July 9, 2014 at 10:59 AM
Tuesday, July 08, 2014 – Aditional post-Guest Columnist – My mom – June Jens
Today I received a copy of the article my mom wrote for her monthly newsletter in Madison, Wisconsin. She is 88 and did not start writing until about 10 years ago, but she always wrote such great letters, so I encouraged her to take it further. It’s important to note that she is nearly blind from macular degeneration and it takes an enormous effort to hand-write everything because of it. I felt such a powerful heartprint when I read her piece that I am posting it today. I didn’t change a word. Bing! BIG Heartprint!
Guest columnist – June Jens - Madison, Wisconsin – 88 years young!

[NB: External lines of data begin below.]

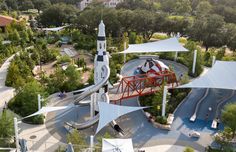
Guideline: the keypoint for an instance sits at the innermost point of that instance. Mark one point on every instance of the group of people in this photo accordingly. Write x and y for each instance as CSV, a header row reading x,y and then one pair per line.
x,y
217,119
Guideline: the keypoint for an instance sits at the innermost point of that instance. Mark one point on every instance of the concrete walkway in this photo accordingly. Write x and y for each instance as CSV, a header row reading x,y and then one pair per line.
x,y
6,93
165,148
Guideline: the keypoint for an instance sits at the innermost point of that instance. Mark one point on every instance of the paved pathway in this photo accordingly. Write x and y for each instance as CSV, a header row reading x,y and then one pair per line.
x,y
6,93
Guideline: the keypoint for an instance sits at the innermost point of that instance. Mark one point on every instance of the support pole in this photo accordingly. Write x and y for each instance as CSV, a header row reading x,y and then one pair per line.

It’s July and time to celebrate Independence Day. Every year when this day comes up, I can’t help but thing of the trip I took to Jakarta, Indonesia in 1996.
My daughter Mary and her husband John lived there for three years. John was there to assist in the building of a ceramic factory. When I got off the plane and entered the airport, it hit me dead-on that I was in another country. For one thing, I felt like a giant. . .everyone was so short! Then I saw Mary and John. They took me straight through customs. I was not searched because John told me he bribed the guards. Hmmm. . .I really thought about that.

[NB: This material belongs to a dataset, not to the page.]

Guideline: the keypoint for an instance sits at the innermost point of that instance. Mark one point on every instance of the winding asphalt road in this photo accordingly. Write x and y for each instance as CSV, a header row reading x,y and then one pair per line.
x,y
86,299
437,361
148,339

When we went to visit the factory one day, we went to the front door, which was a series of many doorways. John explained they had to build them that way to keep the bad spirits out!
Later, when we were in a shopping area, a man sold me two small figures. He told me to hang them near my front door. . .to keep the bad spirits out. Wherever I live that is where I put them. Guess it works. I’m still here.
One other thing I learned. . .where tapioca comes from. I saw people working on the huge roots of a tree and was told they were harvesting tapioca. No wonder it’s so expensive. . .it’s all imported.
I could write a book on that trip as I saw the country as it really is. . .not what they show the tourists. Very poor country. . .those people really have very little.
After a long, arduous journey to get back home, I remember my first view of the United States in L.A.. If I could have, I would have picked it up and hugged it. I was so glad I was an American. And you should be, too. . .you really are fortunate to be an American and being able to celebrate “The Fourth”.